You are viewing a plain text version of this content. The canonical link for it is here.
Posted to commits@spark.apache.org by we...@apache.org on 2020/07/30 06:45:32 UTC
[spark] branch master updated: [SPARK-32412][SQL] Unify error
handling for spark thrift server operations
This is an automated email from the ASF dual-hosted git repository.
wenchen pushed a commit to branch master
in repository https://gitbox.apache.org/repos/asf/spark.git
The following commit(s) were added to refs/heads/master by this push:
new 510a165 [SPARK-32412][SQL] Unify error handling for spark thrift server operations
510a165 is described below
commit 510a1656e650246a708d3866c8a400b7a1b9f962
Author: Kent Yao <ya...@hotmail.com>
AuthorDate: Thu Jul 30 06:44:13 2020 +0000
[SPARK-32412][SQL] Unify error handling for spark thrift server operations
### What changes were proposed in this pull request?

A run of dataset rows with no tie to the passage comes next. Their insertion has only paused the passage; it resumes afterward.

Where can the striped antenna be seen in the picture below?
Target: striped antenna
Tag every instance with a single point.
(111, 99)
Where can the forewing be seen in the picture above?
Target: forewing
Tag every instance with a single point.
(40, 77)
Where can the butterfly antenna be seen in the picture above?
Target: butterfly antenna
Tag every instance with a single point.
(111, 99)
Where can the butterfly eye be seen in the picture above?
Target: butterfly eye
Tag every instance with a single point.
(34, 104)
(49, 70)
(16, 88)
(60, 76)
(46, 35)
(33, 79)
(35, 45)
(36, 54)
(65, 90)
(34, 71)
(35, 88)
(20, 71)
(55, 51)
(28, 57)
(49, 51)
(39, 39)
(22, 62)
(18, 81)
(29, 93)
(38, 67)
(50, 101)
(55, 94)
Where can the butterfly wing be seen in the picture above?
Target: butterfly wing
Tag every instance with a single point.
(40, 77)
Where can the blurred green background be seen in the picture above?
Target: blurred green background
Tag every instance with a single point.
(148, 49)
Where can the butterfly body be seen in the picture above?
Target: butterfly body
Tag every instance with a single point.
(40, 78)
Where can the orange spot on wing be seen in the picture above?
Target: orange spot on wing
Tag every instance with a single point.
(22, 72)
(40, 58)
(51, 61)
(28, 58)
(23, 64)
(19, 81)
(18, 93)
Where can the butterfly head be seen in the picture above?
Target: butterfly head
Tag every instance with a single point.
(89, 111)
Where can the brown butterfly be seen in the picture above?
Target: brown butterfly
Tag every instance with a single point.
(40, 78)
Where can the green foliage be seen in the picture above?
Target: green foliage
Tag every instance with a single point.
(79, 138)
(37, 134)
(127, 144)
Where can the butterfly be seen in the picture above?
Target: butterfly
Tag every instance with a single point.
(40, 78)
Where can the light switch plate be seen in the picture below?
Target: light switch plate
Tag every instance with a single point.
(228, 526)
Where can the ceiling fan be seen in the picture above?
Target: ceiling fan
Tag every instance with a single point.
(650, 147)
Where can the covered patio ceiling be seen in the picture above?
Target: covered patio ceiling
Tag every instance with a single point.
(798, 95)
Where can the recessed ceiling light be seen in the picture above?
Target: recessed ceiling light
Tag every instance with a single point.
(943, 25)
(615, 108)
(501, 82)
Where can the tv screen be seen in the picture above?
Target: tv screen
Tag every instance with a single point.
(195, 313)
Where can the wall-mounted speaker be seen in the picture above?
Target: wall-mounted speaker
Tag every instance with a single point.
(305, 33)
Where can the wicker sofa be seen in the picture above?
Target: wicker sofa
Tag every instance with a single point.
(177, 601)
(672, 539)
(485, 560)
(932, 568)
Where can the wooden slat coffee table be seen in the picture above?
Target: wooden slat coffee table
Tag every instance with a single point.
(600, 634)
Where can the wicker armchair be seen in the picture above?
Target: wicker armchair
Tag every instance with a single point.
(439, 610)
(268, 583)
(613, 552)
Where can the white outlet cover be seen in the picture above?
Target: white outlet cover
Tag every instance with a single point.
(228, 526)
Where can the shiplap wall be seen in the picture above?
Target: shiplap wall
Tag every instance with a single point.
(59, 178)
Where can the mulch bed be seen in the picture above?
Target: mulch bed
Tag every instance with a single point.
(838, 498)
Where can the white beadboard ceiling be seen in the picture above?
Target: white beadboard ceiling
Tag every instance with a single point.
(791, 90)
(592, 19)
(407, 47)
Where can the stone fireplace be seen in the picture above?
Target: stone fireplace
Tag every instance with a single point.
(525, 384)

Log error/warn message only once at the server-side for both sync and async modes
### Why are the changes needed?
In https://github.com/apache/spark/commit/b151194299f5ba15e0d9d8d7d2980fd164fe0822 we make the error logging for SparkExecuteStatementOperation with `runInBackground=true` not duplicated, but the operations with runInBackground=false and other metadata operation still will be log twice which happened in the operation's `runInternal` method and ThriftCLIService.
In this PR, I propose to reflect the logic to get a unified error handling approach.
### Does this PR introduce _any_ user-facing change?
Yes, when spark.sql.hive.thriftServer.async=false and people call sync APIs the error message will be logged only once at server-side.
### How was this patch tested?
locally verified the result in target/unit-test.log
add unit tests.
Closes #29204 from yaooqinn/SPARK-32412.
Authored-by: Kent Yao <ya...@hotmail.com>
Signed-off-by: Wenchen Fan <we...@databricks.com>
---
.../SparkExecuteStatementOperation.scala | 56 +++-----------------
.../sql/hive/thriftserver/SparkOperation.scala | 35 ++++++++++---
.../ThriftServerWithSparkContextSuite.scala | 60 +++++++++++++++-------
3 files changed, 76 insertions(+), 75 deletions(-)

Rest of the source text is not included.